His voice was melancholic, even back then. Signs. Triggers. Ignorance. She frowned at her nonchalance. It was their song and he had played it for her, the music as morose as his voice and maybe even his thoughts. “Your violin is an extension of your own self. Never forget that.” He had said. Then why did she not pick up on the sorrow his violin had been crying out?

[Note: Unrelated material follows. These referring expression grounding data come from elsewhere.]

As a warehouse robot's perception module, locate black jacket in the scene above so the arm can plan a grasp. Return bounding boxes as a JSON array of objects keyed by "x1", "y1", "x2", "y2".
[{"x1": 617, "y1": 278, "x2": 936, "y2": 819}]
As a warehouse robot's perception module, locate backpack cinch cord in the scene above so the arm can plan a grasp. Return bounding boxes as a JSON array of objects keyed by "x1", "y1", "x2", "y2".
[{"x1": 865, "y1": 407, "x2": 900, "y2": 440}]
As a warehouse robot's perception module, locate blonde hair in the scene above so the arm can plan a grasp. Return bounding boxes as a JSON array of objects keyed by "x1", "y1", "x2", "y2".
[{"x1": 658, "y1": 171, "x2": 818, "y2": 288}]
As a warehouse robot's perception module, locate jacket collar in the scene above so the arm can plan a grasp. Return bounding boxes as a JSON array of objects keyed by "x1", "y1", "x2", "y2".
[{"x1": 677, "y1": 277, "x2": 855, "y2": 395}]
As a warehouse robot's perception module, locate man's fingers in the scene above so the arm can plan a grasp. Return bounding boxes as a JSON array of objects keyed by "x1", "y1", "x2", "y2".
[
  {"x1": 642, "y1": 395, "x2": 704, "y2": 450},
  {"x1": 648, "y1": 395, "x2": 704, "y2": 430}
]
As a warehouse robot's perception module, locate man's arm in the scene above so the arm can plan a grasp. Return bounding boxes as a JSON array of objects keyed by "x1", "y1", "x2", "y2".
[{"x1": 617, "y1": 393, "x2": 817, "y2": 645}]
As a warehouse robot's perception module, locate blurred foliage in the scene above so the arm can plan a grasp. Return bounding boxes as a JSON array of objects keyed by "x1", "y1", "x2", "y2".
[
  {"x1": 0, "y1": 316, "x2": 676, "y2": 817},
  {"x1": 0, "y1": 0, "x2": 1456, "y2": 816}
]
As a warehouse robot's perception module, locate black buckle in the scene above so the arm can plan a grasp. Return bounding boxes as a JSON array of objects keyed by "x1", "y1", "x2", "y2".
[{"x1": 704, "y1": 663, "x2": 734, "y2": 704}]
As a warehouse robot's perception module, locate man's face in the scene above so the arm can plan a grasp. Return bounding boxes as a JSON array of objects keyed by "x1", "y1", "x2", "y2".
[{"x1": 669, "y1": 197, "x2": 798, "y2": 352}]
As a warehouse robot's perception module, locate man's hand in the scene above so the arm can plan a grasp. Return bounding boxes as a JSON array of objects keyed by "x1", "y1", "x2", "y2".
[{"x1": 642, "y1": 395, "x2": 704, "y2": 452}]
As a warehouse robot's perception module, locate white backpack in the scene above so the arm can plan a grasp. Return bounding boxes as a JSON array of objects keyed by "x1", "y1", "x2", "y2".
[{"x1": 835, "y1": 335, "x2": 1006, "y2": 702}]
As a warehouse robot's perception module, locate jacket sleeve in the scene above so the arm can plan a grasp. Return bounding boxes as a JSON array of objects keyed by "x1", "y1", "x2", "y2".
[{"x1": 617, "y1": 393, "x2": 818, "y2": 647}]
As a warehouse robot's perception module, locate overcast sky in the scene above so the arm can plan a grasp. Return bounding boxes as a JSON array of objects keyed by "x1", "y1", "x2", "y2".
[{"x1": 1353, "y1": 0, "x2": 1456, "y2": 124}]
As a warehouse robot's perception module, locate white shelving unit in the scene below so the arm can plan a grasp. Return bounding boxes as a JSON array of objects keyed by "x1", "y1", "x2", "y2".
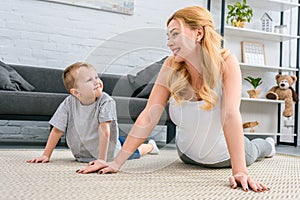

She felt her heart syncopate with the music. The instrument felt heavy against the pulse in her neck. She jabbed it further in, felt the blunt pain and channeled it to her bow. The bow slurred on the notes as it moved back and forth on the D and A-strings and her fingers co-ordinated. She pressed her fourth finger on the A-string and the violin weeped in a lugubrious rhythm. She felt hot tears on her lips but kept playing.

“When you cried, I'd wipe away all of your tears
When you'd scream, I'd fight away all of your fears
And I held your hand through all of these years
But you still have all of me.”

His voice floated in and danced around her. She cried back with her violin. His superficial presence comforted her but also made her heart constrict. Grief took over her in strides and her fingers pressed down on the strings for dear life.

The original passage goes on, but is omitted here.